Save these dates for additional engagements with Kara Walker: Back of Hand
Friday, January 27 at 6 PM — The Dodd Galleries present the Winter Exhibitions Reception, which celebrates the opening of three new shows, including the Kara Walker stop-motion animation Kara Walker: Prince McVeigh and the Turner Blasphemies. This work from 2021 is a 12-minute stop-motion animation that subverts and reframes the visual presentation of modern American myth-making. Walker’s cut-paper silhouettes reenact several of the most gruesome and infamous acts of white supremacist violence in the country’s recent history, including the 1995 Oklahoma City bombing by Timothy McVeigh and the 1998 murder of James Byrd Jr.
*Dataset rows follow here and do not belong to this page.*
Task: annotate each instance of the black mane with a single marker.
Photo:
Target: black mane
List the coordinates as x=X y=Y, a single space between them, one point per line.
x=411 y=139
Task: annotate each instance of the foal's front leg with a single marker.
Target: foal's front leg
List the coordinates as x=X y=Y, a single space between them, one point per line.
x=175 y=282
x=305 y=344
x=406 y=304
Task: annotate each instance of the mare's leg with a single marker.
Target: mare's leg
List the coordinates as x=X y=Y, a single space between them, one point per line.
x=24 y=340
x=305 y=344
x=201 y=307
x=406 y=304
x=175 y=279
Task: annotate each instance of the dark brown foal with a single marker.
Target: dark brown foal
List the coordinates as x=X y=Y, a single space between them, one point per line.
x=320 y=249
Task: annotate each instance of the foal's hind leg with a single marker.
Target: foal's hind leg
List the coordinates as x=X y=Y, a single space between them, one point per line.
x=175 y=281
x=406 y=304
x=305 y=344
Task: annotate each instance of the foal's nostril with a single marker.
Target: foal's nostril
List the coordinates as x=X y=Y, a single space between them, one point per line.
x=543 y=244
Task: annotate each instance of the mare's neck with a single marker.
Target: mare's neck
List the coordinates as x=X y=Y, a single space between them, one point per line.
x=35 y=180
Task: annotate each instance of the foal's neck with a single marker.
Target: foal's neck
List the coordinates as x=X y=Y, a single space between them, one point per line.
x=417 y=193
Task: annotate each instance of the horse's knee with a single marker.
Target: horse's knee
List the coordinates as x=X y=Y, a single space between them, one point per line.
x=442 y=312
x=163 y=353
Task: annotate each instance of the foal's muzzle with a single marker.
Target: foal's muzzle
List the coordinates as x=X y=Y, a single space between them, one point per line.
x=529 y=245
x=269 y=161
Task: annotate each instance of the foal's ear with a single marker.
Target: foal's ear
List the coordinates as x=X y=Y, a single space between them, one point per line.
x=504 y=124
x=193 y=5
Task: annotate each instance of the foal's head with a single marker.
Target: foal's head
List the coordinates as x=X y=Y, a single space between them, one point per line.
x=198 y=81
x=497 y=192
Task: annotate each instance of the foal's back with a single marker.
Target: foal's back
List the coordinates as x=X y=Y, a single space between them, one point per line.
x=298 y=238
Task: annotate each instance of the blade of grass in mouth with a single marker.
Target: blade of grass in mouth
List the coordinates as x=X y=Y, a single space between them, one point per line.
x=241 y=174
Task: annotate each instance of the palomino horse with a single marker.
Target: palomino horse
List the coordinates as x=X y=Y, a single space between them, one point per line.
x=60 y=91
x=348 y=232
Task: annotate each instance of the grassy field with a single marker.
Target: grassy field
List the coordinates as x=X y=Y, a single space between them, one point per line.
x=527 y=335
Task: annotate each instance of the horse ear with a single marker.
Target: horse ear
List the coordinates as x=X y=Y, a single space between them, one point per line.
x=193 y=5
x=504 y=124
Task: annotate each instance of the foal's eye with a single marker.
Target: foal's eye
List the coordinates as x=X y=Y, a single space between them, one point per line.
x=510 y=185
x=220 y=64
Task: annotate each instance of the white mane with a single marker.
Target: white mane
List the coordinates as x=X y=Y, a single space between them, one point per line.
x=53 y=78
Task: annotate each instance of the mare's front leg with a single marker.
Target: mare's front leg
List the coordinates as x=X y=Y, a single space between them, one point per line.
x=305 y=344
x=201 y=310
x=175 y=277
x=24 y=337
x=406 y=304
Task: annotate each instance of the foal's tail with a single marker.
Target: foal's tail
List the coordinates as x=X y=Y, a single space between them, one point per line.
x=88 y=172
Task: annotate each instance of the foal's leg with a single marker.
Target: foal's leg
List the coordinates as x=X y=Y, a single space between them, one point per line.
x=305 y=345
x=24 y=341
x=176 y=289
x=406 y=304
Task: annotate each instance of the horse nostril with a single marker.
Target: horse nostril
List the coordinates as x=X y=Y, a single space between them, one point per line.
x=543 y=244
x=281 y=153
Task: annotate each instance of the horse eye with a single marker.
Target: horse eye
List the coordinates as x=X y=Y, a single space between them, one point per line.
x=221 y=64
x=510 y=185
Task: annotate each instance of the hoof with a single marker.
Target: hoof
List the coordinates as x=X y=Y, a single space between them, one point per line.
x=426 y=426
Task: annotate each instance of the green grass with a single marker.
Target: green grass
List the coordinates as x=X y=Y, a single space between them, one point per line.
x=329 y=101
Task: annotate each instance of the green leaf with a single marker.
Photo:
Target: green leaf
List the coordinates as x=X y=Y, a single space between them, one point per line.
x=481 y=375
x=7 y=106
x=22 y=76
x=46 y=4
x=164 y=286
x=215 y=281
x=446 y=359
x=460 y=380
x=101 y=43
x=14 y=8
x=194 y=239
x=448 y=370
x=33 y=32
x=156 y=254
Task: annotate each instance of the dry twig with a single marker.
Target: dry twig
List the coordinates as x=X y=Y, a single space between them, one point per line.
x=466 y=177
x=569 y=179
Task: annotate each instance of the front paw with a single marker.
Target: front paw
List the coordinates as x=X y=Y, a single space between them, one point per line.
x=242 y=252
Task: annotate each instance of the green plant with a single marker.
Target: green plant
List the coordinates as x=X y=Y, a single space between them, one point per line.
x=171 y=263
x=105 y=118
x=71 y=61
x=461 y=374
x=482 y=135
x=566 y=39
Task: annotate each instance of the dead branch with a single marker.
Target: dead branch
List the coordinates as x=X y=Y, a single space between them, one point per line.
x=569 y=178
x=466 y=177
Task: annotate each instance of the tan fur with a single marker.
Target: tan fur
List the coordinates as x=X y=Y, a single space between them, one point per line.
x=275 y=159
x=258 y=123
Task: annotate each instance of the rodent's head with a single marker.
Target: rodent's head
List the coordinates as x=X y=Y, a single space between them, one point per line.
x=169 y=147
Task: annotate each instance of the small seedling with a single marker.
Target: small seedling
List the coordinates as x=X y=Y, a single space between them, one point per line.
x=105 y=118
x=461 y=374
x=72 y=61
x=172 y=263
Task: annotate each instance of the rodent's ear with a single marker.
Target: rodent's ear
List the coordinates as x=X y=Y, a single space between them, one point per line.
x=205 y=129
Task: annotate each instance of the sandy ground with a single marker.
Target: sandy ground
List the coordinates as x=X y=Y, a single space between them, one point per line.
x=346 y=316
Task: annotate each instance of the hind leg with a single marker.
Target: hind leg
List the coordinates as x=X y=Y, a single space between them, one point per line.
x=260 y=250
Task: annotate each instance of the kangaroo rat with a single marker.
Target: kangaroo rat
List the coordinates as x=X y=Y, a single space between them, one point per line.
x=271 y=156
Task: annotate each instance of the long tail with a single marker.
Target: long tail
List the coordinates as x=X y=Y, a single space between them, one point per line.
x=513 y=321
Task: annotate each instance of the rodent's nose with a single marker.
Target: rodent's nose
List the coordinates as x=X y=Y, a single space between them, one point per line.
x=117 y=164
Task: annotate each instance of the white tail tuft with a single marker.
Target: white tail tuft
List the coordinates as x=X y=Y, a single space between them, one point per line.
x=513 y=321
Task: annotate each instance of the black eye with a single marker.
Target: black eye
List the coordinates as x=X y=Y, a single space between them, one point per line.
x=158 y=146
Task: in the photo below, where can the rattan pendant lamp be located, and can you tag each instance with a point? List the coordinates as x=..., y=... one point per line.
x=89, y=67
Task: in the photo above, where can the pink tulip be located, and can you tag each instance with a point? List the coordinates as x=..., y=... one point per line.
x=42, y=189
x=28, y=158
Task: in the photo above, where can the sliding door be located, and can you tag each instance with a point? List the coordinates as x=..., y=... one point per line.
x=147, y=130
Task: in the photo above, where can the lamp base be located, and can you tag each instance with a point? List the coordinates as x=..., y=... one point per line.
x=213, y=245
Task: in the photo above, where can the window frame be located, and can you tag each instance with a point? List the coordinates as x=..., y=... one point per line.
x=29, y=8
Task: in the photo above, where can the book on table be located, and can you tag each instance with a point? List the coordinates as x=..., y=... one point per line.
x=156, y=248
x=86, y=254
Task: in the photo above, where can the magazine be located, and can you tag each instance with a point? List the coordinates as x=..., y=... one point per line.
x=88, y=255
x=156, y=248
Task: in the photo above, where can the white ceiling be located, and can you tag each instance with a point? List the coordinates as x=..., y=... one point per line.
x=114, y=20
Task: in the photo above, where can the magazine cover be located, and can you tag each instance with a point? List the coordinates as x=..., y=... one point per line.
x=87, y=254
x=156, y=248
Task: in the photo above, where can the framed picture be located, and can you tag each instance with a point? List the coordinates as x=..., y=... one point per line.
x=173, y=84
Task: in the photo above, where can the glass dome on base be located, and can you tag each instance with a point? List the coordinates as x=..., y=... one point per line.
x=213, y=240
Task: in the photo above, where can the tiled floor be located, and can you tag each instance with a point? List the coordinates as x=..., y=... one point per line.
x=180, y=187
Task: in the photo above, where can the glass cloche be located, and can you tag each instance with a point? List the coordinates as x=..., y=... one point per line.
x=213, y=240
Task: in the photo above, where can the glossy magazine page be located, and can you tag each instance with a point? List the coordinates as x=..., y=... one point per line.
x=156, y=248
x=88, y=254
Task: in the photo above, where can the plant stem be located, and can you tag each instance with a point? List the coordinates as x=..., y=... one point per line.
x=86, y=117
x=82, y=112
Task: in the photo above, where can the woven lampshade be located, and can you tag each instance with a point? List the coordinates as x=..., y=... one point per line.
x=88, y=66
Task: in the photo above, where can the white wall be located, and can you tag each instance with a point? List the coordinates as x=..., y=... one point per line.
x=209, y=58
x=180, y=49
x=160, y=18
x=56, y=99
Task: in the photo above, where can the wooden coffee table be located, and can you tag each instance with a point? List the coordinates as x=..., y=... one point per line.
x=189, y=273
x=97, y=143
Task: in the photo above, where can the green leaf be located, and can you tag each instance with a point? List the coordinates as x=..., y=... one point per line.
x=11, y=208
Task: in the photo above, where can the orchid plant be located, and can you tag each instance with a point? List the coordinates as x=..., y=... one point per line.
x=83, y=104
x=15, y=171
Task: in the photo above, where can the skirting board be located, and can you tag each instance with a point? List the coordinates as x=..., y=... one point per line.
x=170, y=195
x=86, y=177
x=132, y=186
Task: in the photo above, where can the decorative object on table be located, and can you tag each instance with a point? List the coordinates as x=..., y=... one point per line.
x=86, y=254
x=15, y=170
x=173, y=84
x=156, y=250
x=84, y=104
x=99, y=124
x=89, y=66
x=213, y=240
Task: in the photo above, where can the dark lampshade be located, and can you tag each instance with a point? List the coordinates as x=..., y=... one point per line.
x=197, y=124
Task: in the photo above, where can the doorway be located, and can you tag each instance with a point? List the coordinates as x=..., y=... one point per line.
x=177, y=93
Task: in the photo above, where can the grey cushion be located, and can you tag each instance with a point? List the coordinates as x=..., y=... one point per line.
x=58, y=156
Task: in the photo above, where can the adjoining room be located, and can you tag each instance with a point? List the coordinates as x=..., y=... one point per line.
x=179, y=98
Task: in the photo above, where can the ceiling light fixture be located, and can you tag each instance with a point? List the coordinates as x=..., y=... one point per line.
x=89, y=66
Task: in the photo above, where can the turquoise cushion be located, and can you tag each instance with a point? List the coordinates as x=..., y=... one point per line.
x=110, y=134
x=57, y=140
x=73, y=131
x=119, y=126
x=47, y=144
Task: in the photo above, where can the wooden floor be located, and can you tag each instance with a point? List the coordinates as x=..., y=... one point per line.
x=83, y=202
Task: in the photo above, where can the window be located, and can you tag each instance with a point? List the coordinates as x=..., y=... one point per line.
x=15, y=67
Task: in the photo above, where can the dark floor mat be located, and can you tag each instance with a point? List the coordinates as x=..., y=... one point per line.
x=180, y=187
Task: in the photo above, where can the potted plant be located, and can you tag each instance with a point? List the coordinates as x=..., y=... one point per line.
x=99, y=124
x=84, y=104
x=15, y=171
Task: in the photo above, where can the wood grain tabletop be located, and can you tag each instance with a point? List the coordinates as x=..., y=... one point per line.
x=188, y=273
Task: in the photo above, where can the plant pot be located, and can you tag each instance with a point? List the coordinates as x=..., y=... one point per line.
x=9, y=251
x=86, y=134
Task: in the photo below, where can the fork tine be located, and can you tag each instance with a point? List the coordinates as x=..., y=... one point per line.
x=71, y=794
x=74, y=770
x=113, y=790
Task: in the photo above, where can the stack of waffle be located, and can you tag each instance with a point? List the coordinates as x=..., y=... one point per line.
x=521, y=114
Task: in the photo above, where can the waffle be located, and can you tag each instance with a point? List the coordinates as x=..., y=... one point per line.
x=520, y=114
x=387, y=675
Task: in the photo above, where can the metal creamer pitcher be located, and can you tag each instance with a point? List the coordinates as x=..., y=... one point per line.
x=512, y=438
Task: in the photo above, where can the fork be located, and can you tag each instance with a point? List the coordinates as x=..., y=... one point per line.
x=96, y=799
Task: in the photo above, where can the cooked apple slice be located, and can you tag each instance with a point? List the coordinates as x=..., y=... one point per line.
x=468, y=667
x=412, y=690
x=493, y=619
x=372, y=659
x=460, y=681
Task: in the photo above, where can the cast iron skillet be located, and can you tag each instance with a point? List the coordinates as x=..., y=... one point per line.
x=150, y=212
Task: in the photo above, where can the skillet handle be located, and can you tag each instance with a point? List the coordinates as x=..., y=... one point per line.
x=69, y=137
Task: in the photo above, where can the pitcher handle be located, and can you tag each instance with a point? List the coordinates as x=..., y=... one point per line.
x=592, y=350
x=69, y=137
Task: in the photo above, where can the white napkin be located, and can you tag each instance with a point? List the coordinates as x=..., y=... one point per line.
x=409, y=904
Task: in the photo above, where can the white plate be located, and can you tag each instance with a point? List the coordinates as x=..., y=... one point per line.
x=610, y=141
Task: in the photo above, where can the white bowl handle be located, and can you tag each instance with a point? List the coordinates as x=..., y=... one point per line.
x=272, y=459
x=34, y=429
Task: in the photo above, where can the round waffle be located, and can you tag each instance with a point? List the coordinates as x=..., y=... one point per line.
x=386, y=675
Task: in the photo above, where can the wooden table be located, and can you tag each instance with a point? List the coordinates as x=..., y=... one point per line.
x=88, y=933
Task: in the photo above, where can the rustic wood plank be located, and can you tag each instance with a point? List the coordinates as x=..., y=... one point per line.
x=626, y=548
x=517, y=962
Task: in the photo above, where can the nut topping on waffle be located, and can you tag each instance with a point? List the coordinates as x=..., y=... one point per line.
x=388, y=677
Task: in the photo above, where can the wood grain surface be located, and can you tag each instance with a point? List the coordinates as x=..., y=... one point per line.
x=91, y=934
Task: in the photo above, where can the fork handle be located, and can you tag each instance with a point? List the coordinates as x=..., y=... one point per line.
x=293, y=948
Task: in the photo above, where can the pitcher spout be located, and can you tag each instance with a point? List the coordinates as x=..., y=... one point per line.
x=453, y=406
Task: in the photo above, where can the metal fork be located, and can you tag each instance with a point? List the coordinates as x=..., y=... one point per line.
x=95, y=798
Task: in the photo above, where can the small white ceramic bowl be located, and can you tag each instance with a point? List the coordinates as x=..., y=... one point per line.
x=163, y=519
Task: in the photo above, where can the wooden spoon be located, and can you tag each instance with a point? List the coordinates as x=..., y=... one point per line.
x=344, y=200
Works in this exhibition contain strong imagery and content that may not be suitable for all viewers.
Friday, February 24 at 6 PM — Poet Dawn Lundy will present a reading at the Athenaeum to kick off Troubling Performance, a one-day symposium that considers representations of race in performance in connection to the work of visual artist Kara Walker. Lundy is the Toi Derricotte Endowed Chair in English at the University of Pittsburgh as well as the director of the Center for African American Poetry and Poetics, which she co-founded with Terrance Hayes.
Saturday, February 25 — Troubling Performance Symposium at the Athenaeum Gallery, presented in partnership with the Association of Graduate Art Students (AGAS) at the Lamar Dodd School of Art, the UGA Art Library, the UGA Black Artists Alliance, the Hargrett Rare Book and Manuscript Library, the UGA Institute for African American Studies, the UGA Institute for Women’s Studies, the Mod Squad, and the Willson Center for Humanities & Arts.